The Star was a pub at 38 St John's Wood Terrace in St John's Wood, in the City of Westminster, London. After operating for nearly 200 years it closed in 2015. Following the building being listed by Westminster City Council as an asset of community value (ACV), it reopened in 2017 as a gastropub called Drunch Regent's Park.

== History ==
The pub opened in the 1820s. In July 2013, its then-owner Punch Taverns sold it to a property developer for £2.1 million. When its landlady retired two years later after 20 years in business, the pub closed, and a branch of an estate agents chain opened on the site.

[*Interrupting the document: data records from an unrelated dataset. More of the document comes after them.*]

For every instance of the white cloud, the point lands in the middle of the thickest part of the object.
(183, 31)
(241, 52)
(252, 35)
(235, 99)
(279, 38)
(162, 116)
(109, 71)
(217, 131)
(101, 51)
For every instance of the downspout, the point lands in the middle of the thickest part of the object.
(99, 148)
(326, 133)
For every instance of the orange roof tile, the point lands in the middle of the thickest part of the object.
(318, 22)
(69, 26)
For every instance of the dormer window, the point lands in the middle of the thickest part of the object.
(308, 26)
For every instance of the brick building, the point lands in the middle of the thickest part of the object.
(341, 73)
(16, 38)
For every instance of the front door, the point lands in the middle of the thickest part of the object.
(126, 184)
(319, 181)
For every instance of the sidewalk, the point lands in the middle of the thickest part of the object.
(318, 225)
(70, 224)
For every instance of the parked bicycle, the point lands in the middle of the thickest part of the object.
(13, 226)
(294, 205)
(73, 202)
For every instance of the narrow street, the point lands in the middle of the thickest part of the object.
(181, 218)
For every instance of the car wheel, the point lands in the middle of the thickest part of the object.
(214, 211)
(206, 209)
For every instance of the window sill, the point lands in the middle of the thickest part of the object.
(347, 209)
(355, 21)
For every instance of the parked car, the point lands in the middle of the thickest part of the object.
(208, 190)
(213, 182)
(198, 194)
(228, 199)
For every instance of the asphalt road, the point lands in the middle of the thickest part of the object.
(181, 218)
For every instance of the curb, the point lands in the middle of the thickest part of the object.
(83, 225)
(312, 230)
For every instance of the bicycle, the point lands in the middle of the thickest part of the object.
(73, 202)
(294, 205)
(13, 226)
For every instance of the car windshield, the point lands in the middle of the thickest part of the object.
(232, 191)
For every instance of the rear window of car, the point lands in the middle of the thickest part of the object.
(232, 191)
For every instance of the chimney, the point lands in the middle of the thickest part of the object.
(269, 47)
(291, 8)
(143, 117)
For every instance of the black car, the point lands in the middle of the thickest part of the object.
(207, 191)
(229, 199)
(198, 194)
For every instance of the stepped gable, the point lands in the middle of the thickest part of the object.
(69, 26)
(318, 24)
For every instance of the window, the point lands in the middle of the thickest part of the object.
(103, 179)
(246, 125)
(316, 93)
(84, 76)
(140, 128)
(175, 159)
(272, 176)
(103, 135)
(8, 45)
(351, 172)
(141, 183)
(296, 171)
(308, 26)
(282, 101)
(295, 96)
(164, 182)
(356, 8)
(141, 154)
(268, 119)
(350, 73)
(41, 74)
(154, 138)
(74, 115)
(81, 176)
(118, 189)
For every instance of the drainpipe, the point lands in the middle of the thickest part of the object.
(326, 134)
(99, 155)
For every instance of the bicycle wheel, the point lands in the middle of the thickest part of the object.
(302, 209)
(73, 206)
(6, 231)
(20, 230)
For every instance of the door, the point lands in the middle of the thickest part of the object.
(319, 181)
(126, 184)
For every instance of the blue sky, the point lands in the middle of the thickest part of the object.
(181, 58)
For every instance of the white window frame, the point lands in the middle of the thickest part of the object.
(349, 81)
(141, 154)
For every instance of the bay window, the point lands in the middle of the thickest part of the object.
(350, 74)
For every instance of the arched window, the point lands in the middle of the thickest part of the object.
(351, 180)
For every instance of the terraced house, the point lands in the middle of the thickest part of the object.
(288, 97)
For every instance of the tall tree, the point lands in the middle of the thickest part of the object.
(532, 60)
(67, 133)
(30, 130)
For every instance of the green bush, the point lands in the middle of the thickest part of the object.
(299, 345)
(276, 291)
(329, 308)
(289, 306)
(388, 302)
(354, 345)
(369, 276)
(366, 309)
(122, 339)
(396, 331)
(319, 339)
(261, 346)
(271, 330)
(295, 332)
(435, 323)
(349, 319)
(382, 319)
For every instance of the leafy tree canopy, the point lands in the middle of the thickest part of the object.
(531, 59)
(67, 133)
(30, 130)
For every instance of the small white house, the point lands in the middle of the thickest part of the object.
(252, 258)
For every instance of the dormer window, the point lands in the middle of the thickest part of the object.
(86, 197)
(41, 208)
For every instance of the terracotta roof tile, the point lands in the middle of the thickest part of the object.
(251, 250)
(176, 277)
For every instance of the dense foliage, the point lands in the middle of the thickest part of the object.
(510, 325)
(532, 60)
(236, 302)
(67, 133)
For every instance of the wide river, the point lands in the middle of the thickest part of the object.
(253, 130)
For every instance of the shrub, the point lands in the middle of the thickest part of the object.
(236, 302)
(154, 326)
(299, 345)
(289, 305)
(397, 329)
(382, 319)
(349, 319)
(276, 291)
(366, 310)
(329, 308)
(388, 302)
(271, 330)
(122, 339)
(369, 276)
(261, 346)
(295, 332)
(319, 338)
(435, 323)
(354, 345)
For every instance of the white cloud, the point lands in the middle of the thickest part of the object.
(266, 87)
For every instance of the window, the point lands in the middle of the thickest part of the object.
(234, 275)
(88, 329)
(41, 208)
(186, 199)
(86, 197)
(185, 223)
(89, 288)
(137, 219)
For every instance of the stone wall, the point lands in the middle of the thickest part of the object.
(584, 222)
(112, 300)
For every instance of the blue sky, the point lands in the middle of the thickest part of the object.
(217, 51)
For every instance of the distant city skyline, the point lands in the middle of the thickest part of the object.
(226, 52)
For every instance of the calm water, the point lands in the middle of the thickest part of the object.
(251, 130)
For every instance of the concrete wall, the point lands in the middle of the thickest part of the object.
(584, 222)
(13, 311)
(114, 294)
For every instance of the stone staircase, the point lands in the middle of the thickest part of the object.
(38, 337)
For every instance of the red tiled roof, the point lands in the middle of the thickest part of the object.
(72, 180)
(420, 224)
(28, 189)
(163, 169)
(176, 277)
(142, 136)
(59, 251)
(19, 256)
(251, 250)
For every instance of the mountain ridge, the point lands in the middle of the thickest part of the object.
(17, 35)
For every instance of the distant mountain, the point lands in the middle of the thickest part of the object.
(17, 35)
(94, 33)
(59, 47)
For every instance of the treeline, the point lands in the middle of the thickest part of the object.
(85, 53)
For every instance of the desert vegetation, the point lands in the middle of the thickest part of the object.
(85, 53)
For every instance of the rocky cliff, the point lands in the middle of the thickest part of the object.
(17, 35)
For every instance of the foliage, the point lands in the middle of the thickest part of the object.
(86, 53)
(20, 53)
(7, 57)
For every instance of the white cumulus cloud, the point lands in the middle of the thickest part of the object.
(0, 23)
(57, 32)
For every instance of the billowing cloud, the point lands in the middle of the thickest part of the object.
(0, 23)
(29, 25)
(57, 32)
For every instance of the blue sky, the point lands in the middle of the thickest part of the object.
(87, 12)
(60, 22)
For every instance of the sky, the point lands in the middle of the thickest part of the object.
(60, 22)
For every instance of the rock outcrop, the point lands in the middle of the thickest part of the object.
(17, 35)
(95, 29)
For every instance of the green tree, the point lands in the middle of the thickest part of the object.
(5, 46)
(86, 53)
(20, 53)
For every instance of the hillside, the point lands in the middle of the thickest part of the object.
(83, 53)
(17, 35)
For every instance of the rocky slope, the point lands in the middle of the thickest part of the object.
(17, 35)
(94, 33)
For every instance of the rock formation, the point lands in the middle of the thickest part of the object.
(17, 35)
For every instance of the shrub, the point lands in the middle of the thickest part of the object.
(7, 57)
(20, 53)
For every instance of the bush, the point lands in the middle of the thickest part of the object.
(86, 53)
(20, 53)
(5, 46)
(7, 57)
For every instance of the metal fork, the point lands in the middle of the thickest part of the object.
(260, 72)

The property developer, Marcus Cooper, through his company West End Investments, had sought permission to convert it into a "single family dwelling", but this was refused by Westminster City Council after they received a petition signed by 800 people and supported by Paul Heaton of pop group The Housemartins, who had filmed the video for their song Happy Hour in The Star in 1986. Following a subsequent public campaign, Westminster City Council granted the premises ACV status to prevent it from being sold without a community consultation. At that time such status did not impose a requirement of planning permission for a change of use of the premises, allowing the estate agents office to be opened in March 2015. Pubs with ACV status gained planning protection in law the following month. In 2017 the building was reopened as a gastropub by the chain Drunch.

In addition to The Housemartins' video, the Star also appeared in the music video for Arctic Monkeys' 2007 single Teddy Picker.